Monday, October 03, 2005

Where Are the War Correspondents?

Did you catch Martin Scorsese's film on Bob Dylan on public TV? It was great stuff, especially the first episode. You can read a good review in the Guardian: Scorsese's stately four-hour Dylan biopic reveals a man who makes every word count.

The most striking piece of the film to me was a brief segment with Joan Baez singing a protest song while they showed footage of Morley Safer in Vietnam. Safer is smoking a cigarette and walking among the American soldiers and the crying and weeping Vietnamese. His cameraman shoots the soldiers holding up their Zippo lighters to the straw roof of the villagers' hut. Morley narrates: the soldiers are torching the hut because shots had been fired out of it towards them. Cut to women and children and old men weeping in a ditch. Four men, naked from the waist up and hooded, are marched away in chains by the soldiers, because, Morley tells us, they can't answer questions in English.

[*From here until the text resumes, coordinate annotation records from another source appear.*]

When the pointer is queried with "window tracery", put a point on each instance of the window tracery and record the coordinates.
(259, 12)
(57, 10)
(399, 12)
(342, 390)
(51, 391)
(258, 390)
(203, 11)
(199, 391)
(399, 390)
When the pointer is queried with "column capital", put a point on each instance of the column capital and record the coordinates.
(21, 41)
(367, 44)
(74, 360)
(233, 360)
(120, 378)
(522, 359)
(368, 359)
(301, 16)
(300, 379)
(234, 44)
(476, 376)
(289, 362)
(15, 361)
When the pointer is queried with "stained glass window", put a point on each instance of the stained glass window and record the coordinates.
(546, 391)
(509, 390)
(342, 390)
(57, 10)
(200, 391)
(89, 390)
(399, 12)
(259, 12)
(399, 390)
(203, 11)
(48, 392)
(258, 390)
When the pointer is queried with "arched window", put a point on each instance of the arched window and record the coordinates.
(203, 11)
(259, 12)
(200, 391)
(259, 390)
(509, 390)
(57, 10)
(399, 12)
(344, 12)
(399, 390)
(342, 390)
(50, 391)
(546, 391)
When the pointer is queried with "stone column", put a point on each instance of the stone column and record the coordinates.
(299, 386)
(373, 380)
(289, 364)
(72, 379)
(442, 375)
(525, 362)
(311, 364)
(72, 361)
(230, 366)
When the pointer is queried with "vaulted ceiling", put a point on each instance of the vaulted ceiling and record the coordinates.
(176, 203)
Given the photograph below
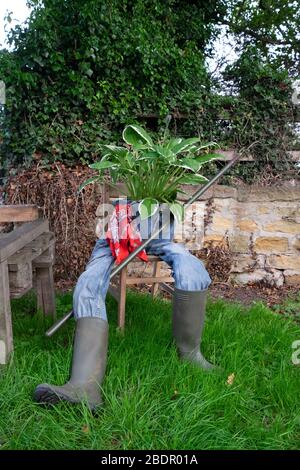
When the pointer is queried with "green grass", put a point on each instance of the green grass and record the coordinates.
(152, 400)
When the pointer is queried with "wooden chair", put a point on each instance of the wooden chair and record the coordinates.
(124, 279)
(26, 261)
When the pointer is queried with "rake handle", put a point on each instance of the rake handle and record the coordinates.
(144, 244)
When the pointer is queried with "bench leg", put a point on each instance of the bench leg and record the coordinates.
(6, 335)
(122, 299)
(45, 290)
(156, 272)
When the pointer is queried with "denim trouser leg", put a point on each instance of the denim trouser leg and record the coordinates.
(90, 292)
(188, 271)
(92, 285)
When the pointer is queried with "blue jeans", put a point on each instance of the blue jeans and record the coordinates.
(90, 292)
(89, 295)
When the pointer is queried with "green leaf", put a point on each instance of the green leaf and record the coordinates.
(135, 135)
(193, 179)
(185, 145)
(115, 150)
(102, 165)
(209, 157)
(90, 180)
(177, 210)
(148, 207)
(189, 163)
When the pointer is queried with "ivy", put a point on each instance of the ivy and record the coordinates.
(82, 69)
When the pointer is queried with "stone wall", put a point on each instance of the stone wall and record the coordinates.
(259, 225)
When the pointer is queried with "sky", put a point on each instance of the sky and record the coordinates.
(223, 48)
(20, 13)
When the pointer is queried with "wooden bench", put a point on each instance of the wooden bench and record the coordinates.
(26, 261)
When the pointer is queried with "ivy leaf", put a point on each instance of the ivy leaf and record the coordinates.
(148, 207)
(135, 135)
(102, 165)
(177, 210)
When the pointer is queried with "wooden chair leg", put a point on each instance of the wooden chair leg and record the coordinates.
(122, 299)
(6, 334)
(45, 290)
(156, 272)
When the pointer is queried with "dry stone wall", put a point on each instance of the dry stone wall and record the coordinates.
(259, 225)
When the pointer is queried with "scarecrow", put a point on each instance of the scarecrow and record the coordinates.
(130, 233)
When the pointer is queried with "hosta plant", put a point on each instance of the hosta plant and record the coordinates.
(153, 172)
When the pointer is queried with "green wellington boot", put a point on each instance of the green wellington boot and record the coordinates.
(88, 367)
(188, 321)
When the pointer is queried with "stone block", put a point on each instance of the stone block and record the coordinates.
(284, 262)
(283, 226)
(239, 243)
(247, 225)
(220, 223)
(271, 245)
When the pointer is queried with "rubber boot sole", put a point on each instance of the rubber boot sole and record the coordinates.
(45, 395)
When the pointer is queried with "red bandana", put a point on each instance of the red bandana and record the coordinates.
(122, 236)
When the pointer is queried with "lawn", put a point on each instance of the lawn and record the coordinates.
(152, 400)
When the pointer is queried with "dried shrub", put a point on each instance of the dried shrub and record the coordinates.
(71, 215)
(218, 260)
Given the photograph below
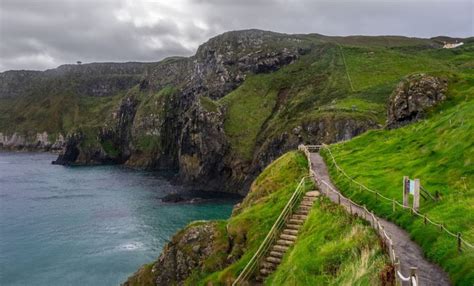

This was what was coming in to people's living rooms in 1965 and 1966 and 1967 and 1968. Why aren't we getting coverage like this now? Is the media totally cowed by the government? Why aren't war correspondents standing at the checkpoints in Iraq filming as the American soldiers flag down civilian cars and sometimes shoot the occupants? If the government won't let them do it openly, are there any real journalists willing to do it covertly?

Where are our brash young war correspondents?

And the corporate media holds up Judith Miller as their embodiment of a courageous journalist. What a crock of s**t.